Italians themselves seem to understand that the country’s economic problems are primarily homegrown. 61 per cent of them support the single European currency, making ‘Italexit’ a distinctly unappealing political proposition.

But that does not mean that Italy’s problems should be of no concern to anybody else. If Italy continues on its current trajectory, it risks sleepwalking into a full-blown sovereign debt crisis. The borrowing costs of both the Italian government and the private sector have been rising since the election as the new government is seeking to reverse the modest reforms introduced by former Prime Minister Paolo Gentiloni and to increase welfare spending. The sustainability of changes is predicated on the government’s ambitious growth projections, far exceeding the 1 per cent current foreseen for 2018 by the IMF.

To be sure, unlike a decade ago, the Eurozone has mechanisms for containing financial distress in member countries. But those are predicated on the enforcement of stringent fiscal rules that Italy, a country of a dramatic size and importance for the European project, has obstinately ignored. It is not clear that the European Commission’s unprecedented red light issued on Tuesday, giving Italy’s government three weeks to rewrite its draft budget, will in itself achieve the desired purpose.

Getting Italy to comply with the Eurozone’s rules might require taking it to the edge of the Eurozone’s cliff, much like in the case of the 2015 bailout referendum in Greece. Notwithstanding a clear ‘no’ vote from the public, Alexis Tsipras’ government capitulated not so much to the Troika, but rather to economic reality. Italy is already receiving budget support from Brussels, conditional on following the bloc’s fiscal rules. Obviously, the EC can – and, at some point – will have to threaten to stop the disbursement of those funds.

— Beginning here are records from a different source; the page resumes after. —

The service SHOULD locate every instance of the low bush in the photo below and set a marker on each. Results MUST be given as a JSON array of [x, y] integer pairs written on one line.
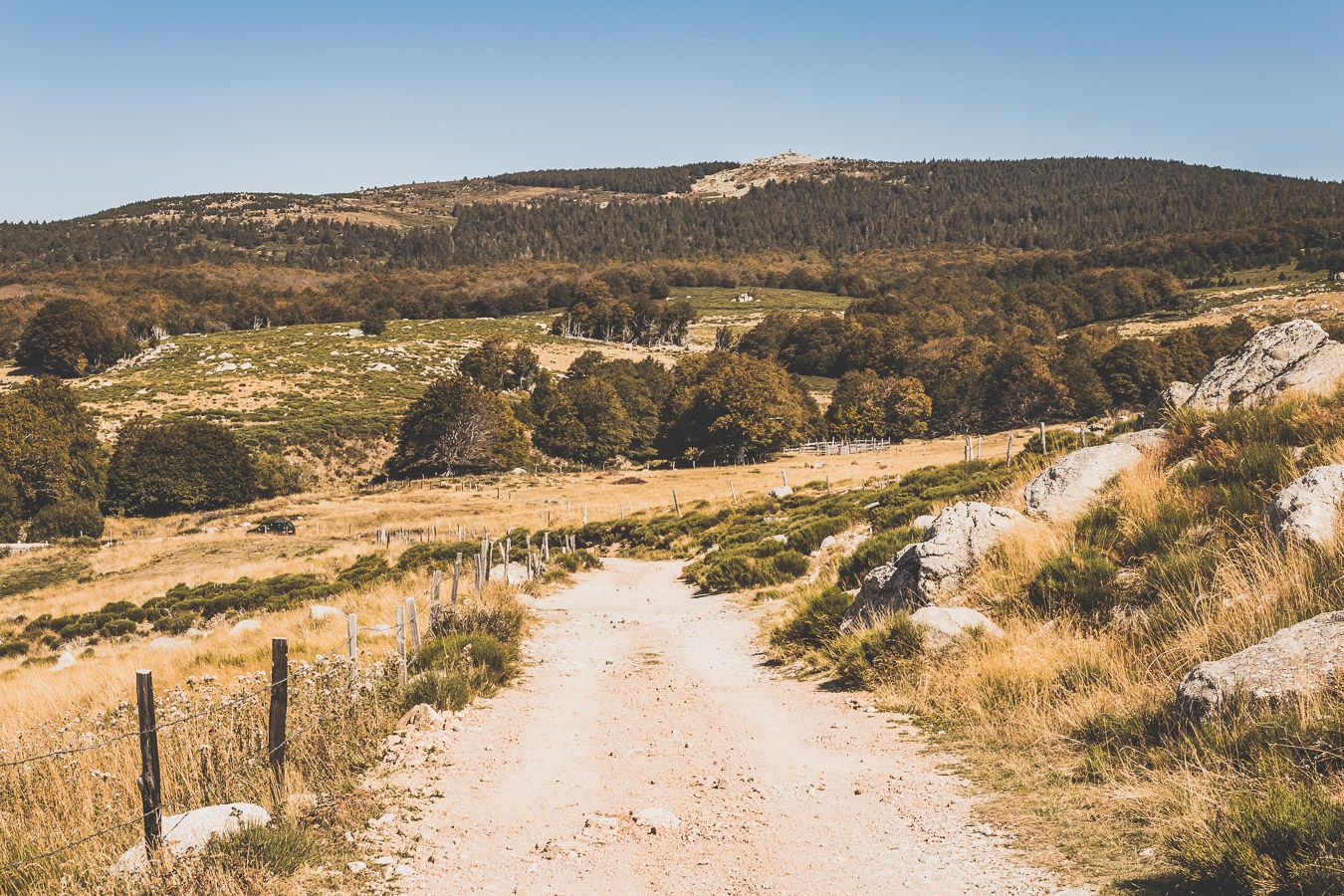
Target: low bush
[[814, 623], [1079, 580]]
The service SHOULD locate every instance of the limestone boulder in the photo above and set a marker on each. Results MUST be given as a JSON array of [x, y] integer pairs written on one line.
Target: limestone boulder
[[1310, 508], [1068, 485], [191, 830], [929, 569], [944, 625], [1297, 356], [1292, 662], [1170, 399]]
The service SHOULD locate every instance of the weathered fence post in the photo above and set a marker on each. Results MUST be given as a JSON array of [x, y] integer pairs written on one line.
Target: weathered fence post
[[413, 621], [433, 598], [352, 646], [457, 572], [400, 644], [149, 781], [279, 712]]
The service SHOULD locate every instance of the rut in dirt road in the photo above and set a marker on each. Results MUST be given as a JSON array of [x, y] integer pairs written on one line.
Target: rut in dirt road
[[648, 751]]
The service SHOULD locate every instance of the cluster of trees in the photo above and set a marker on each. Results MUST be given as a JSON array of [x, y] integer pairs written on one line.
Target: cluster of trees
[[642, 322], [667, 179], [72, 337], [715, 406], [1048, 203], [57, 480]]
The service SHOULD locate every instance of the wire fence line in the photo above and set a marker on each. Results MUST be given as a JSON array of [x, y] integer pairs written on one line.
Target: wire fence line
[[276, 746]]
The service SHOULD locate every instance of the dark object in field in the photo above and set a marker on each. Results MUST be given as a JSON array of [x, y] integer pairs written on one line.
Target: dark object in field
[[273, 527]]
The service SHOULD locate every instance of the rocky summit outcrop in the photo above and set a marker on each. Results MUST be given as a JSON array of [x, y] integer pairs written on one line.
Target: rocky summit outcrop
[[1310, 508], [191, 830], [1297, 356], [944, 625], [1064, 488], [928, 569], [1293, 662]]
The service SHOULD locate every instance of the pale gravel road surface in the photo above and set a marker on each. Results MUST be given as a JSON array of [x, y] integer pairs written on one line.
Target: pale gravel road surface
[[640, 695]]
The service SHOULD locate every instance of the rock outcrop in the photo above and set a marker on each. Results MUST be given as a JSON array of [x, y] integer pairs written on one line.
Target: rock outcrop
[[957, 541], [1293, 662], [191, 830], [1310, 508], [1066, 488], [1170, 399], [1297, 356], [944, 625]]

Yet, repeating a version of Greece’s scenario is dangerous, particularly at a time when Italian policymakers are oblivious to economic reality. Decades before the term became a buzzword, Italy had pioneered economic populism, Latin American-style. As the economists Rudi Dornbusch and Sebastian Edwards define it in their landmark study, economic populism is “an approach to economics that emphasises growth and income redistribution and de-emphasises the risks of inflation and deficit finance, external constraints, and the reaction of economic agents to aggressive non-market policies.”

Economic populism is characterised by three features. First, a degree of dissatisfaction with existing economic conditions – fully justified in the case of Italy’s sluggish economy. Second, populists’ rejection of constraints imposed by economic reality and dismissing the risks of capital flight or crowding out. Third, their introduction of policies that aim to – and initially succeed in – increase real wages regardless of long-term consequences.

And that is, in a nutshell, Italy’s current situation. The idea that the endgame will be dramatically different in Italy than it was in numerous Latin American countries, as if Europe were somehow immune to the woes of less developed parts of the world, is a dangerous illusion. As Dornbusch and Edwards write, “populist policies do ultimately fail; and when they fail it is always at a frightening cost to the very groups that were supposed to be favoured”. Let us hope that the Italian government and voters recognise that before is too late.

Dalibor Rohac is a research fellow at the American Enterprise Institute.